The spiritless school

It is more than twenty years since David Hay and Rebecca Nye published their book The Spirit of the School. The book argued that spirituality was something other than religion and was a matter too important to be left to those who were religious. Hay and Nye believed that being spiritual was about having a sense of realities bigger than oneself, realities beyond oneself.

The writers could not have anticipated the extent to which introversion and egocentrism  would come to define the opening decades of the Twenty-First Century. School students have shown progressively less awareness of any reality other than themselves and their wants. The advent of the smartphone and social media has centred their worlds upon themselves and upon their concerns.

Of course, the phenomenon is not universal. There are still some whose world is not centred upon online exchanges, there are still some with an awareness of the big realities, but they stand in contrast with the majority whose sense of empathy with those in the world beyond themselves has been stunted by constant messages about how special they themselves are.
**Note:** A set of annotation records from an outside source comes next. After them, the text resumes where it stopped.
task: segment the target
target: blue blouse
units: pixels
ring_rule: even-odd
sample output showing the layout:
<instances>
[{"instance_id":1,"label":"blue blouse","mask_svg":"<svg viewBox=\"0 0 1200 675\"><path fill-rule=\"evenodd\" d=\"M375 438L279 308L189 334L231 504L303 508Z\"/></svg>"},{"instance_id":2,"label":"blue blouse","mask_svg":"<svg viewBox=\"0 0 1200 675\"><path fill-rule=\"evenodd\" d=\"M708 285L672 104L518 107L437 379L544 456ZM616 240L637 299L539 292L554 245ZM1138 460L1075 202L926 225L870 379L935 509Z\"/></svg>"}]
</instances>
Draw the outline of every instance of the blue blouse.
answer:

The places where a sense of what might be called “spiritual” has not disappeared are the private schools, places with their own distinctive traditions and their own chapels. What was once called “public school Christianity” may never have been more than a vague deism and an awareness that public service was desirable, but it nevertheless gave those educated in such schools a sense of greater realities.

The loss of the spirit of many state schools has impoverished the lives of most of those who attend. Life has become a matter of playing online games and posting on social media video platforms. Few ever watch a news programme, fewer still ever see a newspaper. There is a lack of awareness of the outside world, an ignorance of the realities that directly affect their lives.

Spirit has been replaced by an arrogant sense of entitlement, people who insist they have rights to do what they want, when they want, and the right to receive assistance from the state to live the lives they choose. They must not be criticized, they must not be told they have done wrong. Telephone parents to discuss the behaviour of their children and many will be as rude as the children they have produced.

The response to the spiral of selfishness needs to be a recovery of spirit, a recovery of a sense of reality where individuals are not the centre of the world.